As any fan will vouch for, sports trigger a lot of passion. People passionately fight over disputes with rival team fans at bars, parties, work, wherever. But such a thing isn’t exclusive to sports. The same vehement nature can be found in the automotive world. To set you on the same wavelength, look at the fanbase between the Chevrolet Camaro and Ford Mustang. Both muscle cars are celebrated by a beloved enthusiast following, of which hold a deep scorn towards their cross-town adversaries. Visit the comment section of any online video, any news article or any social media post regarding the cars, and you will find both blind praise from the loyalists, and bitter words from smack-talking trolls representing the other side. Another segment where such behavior is exhibited is the pickup truck market.
The Ford F-Series being the best selling pickup truck for over thirty years running is no accident. It’s a great line of trucks and always has been. This kind of success has much to do with rock solid brand loyalty that’s been passed on from generations. It’s not uncommon for a Ford truck man to hook his son or daughter onto Ford trucks, keeping the line going. The same goes for Chevy people. Except there seems to be a lot more Ford favoritism, not unlike University of Michigan fans to Michigan State fans (but it’s the MSU fans that you wanna party with). And the most rigid segment of the truck market has to be the heavy duty sector. Powerstroke versus Duramax versus Cummins.

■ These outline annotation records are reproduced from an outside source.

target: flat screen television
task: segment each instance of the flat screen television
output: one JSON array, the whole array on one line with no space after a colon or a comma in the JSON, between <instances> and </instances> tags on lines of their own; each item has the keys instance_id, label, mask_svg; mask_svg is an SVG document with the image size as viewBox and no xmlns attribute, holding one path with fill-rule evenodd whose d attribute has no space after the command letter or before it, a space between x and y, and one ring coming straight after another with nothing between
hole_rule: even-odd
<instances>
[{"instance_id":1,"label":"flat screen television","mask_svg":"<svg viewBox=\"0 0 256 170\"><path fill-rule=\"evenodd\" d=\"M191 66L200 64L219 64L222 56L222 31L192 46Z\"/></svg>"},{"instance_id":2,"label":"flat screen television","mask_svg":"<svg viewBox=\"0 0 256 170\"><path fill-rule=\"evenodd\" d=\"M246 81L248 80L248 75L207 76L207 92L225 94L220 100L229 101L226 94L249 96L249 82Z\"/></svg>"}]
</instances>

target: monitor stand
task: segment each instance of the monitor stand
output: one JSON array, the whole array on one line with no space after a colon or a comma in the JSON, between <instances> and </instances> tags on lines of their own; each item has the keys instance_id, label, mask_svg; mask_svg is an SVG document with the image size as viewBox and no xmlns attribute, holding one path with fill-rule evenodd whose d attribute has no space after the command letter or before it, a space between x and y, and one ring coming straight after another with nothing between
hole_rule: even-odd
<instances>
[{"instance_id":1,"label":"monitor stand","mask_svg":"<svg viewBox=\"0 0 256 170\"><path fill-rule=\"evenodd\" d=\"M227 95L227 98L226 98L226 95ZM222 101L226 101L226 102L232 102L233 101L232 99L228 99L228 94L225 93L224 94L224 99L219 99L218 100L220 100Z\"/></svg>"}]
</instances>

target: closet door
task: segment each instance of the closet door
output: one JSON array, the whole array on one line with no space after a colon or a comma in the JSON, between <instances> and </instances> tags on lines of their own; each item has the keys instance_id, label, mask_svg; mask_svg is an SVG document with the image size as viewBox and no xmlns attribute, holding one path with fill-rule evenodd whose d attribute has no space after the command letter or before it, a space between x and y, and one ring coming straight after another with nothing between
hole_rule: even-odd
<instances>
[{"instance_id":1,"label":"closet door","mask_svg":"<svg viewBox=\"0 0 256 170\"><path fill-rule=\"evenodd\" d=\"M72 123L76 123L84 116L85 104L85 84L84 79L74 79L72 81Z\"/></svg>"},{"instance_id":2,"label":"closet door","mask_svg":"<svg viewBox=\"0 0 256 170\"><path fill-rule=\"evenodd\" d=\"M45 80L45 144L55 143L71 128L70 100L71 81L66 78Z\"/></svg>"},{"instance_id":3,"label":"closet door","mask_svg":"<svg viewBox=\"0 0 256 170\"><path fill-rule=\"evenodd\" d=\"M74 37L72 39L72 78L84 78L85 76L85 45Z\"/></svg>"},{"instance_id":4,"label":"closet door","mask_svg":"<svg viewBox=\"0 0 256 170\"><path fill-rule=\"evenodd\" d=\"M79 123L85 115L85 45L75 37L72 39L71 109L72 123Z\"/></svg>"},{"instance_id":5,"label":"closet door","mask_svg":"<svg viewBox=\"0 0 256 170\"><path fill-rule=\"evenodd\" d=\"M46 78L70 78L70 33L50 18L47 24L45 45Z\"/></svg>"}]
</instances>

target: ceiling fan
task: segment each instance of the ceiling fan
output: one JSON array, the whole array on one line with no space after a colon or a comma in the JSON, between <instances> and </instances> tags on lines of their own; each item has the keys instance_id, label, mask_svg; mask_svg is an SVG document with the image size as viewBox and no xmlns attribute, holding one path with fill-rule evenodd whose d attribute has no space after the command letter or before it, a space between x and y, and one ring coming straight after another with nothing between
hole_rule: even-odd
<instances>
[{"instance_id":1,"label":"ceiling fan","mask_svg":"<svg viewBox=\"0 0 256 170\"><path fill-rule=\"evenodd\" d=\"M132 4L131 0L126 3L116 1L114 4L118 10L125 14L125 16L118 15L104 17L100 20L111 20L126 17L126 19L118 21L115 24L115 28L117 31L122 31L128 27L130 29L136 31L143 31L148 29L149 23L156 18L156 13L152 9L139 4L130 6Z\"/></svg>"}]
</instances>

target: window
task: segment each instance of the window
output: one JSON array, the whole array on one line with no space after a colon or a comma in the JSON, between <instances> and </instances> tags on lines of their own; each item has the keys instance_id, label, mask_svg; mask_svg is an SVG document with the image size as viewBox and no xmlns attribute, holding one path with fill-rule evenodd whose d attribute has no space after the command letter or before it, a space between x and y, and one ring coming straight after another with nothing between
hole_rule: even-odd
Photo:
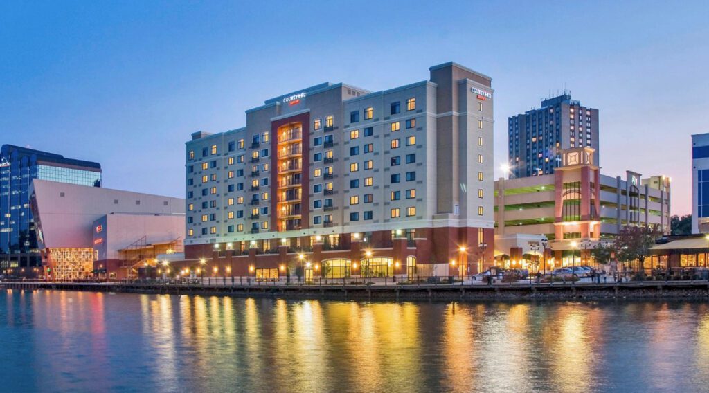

Sure, you can probably get an F-150 buyer to look at a Chevy Silverado or GMC Sierra 1500. But to get a seasoned Powerstroke buyer to buy a Duramax? It would probably be easier to convert a Muslim into a Jew. It’s possible, but the conversion rate makes the effort hardly worth it. Because for these people, it doesn’t matter if a Silverado 3500 can pull the moon from orbit if they’ve been Ford loyalists their whole life. They’re set in their ways. So rather than GM exhausting its efforts into this trap, it would be better to focus on younger opportunities.
Just as Chevrolet continues to turn its eye on the Millennial market with small cars like the Sonic and Spark, the marketing team should focus their efforts on attracting younger truck buyers that are virgin to the HD market. And unless it’s somebody who’s from a family tradition of Ford or GM, these buyers carry a more neutral loyalty, which if the folks at GM cared to gain more market share in the HD segment (and why the hell wouldn’t they?) should make a more focused effort towards winching up and pulling in this niche audience. The Ford/GM market imbalance won’t level out overnight, but it’s a change that can happen over time. And it’s not like GM has nothing to tout. Far from, as Pickuptrucks.com crowned the Silverado HD as king of the hill after it spanked the Ford Super Duty in the Heavy Duty Hurt Locker comparison test. GM also has their HD to HD videos that can be found on YouTube which show viewers that the Silverado HD is currently the best choice when it comes to no-frills truck performance. GM has the ammo for a powerful HD truck marketing campaign, but it seems the gun isn’t big enough for the bullets.